R.C. Sproul and Keith Mathison both teach theology at Reformation Bible College in Florida. Although two written by two theologians, this is really a work of philosophy. Their discussions are lucid enough that those with no philosophical background can appreciate and even enjoy the arguments. Briefly, the book’s major contention is expressed in its title: If “chance” really exists as an entity with the ability to effect results (not just as a name for descriptive mathematical probabilities), then human knowledge is finished. After all, chance-as-force does not exist. It is literally nothing. And nothing, adds Sproul (quoting from Martin Luther), “is not an imperfect little something.”
Nonetheless, it is astonishing how many cosmologists and philosophers think that it is an imperfect little something. They talk of “fluctuations” in nothingness. What’s there to fluctuate? They talk of the universe “exploding into being.” Did it explode out of nonbeing? If so, then it created itself, and logically it had to exist before it existed.
Sproul’s demolition of the theory that electrons jump instantaneously from one energy level to another without traversing the intervening space is something to behold. “Does it mean that the electrons move and don’t move at the same time? Do they change positions without changing positions? … [T]o ask such questions is to answer them.” In short, admitting that we don’t know how electrons move is acceptable; positing that they move without moving is nonsense.
If your nonsense-sniffer needs to be calibrated, Sproul and Mathison are the men for you.

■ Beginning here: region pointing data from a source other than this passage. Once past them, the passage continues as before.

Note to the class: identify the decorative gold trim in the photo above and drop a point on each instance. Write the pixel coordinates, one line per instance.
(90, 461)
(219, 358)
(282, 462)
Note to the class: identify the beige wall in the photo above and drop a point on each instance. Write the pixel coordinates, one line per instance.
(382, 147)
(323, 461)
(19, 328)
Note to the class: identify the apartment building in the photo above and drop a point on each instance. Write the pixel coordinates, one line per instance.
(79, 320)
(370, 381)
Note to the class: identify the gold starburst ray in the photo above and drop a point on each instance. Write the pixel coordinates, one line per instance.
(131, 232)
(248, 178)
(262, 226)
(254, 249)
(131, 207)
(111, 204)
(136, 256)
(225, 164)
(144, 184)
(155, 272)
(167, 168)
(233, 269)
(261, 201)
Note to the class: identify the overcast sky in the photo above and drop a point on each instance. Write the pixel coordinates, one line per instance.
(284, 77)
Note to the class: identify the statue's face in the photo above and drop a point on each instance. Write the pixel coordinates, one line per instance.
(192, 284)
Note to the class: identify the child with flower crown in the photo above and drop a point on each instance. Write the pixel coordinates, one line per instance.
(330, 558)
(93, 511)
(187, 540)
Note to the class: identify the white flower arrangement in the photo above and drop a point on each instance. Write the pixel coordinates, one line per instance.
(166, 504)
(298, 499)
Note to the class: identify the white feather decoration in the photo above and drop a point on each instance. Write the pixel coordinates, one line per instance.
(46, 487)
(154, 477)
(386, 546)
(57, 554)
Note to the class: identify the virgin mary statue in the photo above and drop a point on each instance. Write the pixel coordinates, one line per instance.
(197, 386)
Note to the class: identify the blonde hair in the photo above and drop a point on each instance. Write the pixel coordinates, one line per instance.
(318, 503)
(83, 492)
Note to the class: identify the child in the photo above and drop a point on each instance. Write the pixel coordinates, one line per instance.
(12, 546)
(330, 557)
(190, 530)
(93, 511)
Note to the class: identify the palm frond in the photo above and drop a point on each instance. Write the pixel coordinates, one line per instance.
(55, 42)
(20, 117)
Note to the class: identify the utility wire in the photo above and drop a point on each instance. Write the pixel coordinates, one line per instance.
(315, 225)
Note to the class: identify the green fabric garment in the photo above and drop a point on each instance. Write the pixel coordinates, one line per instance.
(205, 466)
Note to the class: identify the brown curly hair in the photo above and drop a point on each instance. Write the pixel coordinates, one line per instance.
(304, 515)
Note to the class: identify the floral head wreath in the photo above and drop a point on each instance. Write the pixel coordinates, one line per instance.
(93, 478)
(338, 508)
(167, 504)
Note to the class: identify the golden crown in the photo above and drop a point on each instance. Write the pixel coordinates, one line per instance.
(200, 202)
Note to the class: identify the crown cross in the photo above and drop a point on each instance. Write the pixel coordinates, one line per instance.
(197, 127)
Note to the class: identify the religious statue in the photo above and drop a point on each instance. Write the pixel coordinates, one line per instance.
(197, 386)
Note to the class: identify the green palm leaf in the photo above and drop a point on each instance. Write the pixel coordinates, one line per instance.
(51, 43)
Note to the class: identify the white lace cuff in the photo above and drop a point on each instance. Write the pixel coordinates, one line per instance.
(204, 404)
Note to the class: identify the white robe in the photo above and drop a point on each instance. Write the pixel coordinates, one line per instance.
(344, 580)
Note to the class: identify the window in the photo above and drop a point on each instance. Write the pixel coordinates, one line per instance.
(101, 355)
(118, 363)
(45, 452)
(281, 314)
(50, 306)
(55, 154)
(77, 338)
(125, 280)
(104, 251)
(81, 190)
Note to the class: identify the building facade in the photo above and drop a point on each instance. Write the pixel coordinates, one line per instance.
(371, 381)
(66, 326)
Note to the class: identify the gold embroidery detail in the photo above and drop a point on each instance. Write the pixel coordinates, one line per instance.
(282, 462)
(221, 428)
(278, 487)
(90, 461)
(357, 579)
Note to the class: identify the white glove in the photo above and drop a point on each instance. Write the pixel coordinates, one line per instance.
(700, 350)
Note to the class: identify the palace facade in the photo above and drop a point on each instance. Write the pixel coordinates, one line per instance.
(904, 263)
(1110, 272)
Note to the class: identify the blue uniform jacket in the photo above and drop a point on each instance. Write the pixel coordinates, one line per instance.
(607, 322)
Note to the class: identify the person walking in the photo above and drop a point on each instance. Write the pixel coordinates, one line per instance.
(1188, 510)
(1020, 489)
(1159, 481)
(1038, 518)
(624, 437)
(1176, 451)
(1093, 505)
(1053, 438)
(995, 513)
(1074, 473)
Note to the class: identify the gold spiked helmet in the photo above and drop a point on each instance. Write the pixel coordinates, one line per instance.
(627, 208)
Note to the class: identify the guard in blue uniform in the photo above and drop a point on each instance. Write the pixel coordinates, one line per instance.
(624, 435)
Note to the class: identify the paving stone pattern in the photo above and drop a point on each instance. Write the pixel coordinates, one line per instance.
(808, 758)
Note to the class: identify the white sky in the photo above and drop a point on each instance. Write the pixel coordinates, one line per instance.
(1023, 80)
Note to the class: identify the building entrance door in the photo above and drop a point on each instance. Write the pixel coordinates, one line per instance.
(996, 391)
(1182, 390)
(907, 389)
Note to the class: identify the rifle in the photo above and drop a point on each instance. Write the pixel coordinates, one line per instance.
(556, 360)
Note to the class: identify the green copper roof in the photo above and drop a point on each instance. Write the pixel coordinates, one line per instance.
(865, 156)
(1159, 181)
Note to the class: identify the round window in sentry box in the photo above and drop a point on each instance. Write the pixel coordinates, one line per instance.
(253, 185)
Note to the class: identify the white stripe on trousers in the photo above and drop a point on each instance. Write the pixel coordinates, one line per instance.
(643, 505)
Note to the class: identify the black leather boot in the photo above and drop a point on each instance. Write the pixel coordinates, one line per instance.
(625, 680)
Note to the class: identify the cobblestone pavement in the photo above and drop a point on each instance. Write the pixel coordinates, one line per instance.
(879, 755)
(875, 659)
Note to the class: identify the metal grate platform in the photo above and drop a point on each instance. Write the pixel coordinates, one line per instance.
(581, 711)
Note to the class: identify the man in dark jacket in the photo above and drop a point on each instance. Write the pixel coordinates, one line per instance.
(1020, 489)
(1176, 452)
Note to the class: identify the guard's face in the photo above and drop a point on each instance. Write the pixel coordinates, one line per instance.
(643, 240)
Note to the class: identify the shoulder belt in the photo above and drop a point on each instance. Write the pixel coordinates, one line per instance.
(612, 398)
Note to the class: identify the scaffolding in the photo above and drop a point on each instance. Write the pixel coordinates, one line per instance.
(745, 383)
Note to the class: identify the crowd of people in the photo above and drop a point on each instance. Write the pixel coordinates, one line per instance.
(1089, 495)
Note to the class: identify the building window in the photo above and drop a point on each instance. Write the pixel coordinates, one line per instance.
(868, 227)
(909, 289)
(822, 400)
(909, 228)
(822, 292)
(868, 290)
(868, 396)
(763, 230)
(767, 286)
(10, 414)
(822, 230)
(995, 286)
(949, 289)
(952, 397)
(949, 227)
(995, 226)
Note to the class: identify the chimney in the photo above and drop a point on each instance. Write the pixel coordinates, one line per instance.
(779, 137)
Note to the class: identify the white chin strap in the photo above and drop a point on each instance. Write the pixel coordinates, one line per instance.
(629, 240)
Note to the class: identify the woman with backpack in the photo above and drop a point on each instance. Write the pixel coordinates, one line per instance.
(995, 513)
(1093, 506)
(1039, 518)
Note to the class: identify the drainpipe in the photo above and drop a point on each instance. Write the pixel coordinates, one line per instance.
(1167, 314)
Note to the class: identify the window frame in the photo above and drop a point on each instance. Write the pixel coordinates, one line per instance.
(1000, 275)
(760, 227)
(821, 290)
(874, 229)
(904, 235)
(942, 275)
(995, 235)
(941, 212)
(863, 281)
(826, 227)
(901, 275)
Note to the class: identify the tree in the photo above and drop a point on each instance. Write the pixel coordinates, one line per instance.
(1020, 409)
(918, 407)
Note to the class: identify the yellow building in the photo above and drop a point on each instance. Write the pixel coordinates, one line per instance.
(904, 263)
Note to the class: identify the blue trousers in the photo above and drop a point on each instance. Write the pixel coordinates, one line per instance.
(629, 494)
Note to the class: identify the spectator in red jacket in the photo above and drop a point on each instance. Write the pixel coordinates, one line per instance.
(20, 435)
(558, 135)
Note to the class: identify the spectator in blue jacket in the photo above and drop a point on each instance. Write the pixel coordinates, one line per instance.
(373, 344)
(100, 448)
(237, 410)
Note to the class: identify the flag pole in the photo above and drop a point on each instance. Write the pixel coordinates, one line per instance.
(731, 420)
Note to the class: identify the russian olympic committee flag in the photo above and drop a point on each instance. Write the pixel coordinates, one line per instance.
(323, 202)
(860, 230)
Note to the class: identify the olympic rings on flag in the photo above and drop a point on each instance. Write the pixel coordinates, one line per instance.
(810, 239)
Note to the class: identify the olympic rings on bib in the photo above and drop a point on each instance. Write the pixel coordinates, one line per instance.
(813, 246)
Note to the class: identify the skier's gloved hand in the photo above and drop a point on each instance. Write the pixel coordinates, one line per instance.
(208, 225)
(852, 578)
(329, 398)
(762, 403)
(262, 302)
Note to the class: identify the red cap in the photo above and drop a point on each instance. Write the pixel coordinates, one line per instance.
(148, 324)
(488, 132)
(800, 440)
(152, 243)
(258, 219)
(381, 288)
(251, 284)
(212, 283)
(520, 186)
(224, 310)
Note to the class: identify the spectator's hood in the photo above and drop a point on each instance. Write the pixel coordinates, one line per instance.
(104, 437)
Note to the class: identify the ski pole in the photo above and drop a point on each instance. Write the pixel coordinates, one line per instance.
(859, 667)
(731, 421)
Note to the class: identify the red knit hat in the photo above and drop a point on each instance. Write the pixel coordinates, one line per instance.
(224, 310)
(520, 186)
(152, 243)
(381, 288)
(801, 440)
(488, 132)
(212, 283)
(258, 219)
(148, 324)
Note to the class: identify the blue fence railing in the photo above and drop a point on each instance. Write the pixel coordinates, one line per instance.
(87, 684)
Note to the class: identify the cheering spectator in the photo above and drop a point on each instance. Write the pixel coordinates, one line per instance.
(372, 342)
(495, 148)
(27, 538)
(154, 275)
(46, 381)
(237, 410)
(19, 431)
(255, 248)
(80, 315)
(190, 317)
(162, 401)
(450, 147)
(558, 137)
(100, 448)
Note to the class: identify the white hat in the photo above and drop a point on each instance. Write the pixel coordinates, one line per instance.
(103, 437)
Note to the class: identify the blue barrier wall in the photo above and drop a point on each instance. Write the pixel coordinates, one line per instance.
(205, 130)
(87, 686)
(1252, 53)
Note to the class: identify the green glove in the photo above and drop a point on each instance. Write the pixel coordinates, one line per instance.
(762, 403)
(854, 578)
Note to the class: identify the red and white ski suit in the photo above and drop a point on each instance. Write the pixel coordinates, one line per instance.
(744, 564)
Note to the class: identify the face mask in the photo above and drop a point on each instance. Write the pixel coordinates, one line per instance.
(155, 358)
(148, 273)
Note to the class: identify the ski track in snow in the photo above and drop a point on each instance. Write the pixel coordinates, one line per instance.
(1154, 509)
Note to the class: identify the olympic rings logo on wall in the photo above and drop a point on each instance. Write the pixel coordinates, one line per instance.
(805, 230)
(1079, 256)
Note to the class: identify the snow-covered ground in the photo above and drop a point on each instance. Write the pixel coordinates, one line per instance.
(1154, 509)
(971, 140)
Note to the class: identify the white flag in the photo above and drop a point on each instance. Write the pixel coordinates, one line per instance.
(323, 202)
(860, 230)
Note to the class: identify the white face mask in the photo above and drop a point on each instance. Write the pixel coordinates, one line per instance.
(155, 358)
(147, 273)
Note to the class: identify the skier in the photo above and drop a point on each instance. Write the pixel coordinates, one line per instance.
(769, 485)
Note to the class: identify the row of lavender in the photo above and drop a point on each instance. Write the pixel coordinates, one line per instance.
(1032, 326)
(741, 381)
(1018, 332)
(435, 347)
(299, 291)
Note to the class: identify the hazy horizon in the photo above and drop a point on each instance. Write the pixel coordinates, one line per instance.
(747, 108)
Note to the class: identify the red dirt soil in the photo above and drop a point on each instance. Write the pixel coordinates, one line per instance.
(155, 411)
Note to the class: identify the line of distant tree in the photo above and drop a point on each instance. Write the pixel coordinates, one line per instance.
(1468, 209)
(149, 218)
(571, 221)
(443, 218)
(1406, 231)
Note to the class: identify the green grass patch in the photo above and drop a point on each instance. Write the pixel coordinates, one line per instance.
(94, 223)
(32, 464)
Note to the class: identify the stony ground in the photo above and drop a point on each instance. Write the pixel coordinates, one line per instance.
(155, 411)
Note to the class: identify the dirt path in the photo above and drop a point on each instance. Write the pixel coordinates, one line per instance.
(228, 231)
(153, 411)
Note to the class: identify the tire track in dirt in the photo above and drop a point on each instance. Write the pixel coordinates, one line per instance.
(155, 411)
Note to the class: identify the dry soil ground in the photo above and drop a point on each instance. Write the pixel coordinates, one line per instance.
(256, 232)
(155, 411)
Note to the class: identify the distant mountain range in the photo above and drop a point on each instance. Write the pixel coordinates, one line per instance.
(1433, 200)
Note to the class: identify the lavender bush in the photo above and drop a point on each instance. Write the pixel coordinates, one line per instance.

On the Brink: Grace for the Burned-Out Pastor
By Clay Werner
According to the blurb on the cover, On the Brink: Grace for the Burned-Out Pastor (P&R Publishing, 2014) is “Life infusing, heart enflaming, and ministry anchoring.” That and the title make me think Clay Werner really likes compound adjectives. While combining words is acceptable at times, perhaps Werner has this habit because of his fixation on the compound noun “God-man.”
Really, the Lord Jesus is all over this book. Like Jesus at His death, Werner is a mere 33 years old. He’s been a pastor for only seven years, but he has obviously been chewed on, beaten down, hated, and metaphorically crucified in a multitude of ways. Just as the problems he’s faced are far from unique to pastors, neither does his solution contain anything pastor-specific.
The Christian life is about knowing Jesus. To know Him is its own reward, and the reward for all the suffering, heartache, and trial that we endure in His service on this earth. This is really Werner’s thesis. He puts it this way: “Moving forward isn’t about sin management, but about worship realignment. Deep down, at your core, Christ must become more satisfying than anything and everything else.” This is why ministry (or life) is worth it. This is the payoff: “The times of greatest difficulty can often bring about the moments of greatest intimacy with Christ.”
That’s the ultimate perk of a pastor’s job: No matter how much people may hate you, Jesus loves you. Only, again, this is true not just for pastors, but also for parents, for dentists, for tax collectors, and for every Christian. If your life is about your own comfort, you will burn out. But live for the sake of participating in Christ’s life, through prayer, worship, and fellowship, and you too will flourish in His “indestructible life” (Hebrews 7:16).
Caleb is the pastor of Harvest Reformed Presbyterian Church (PCA) in Gillette, Wyo.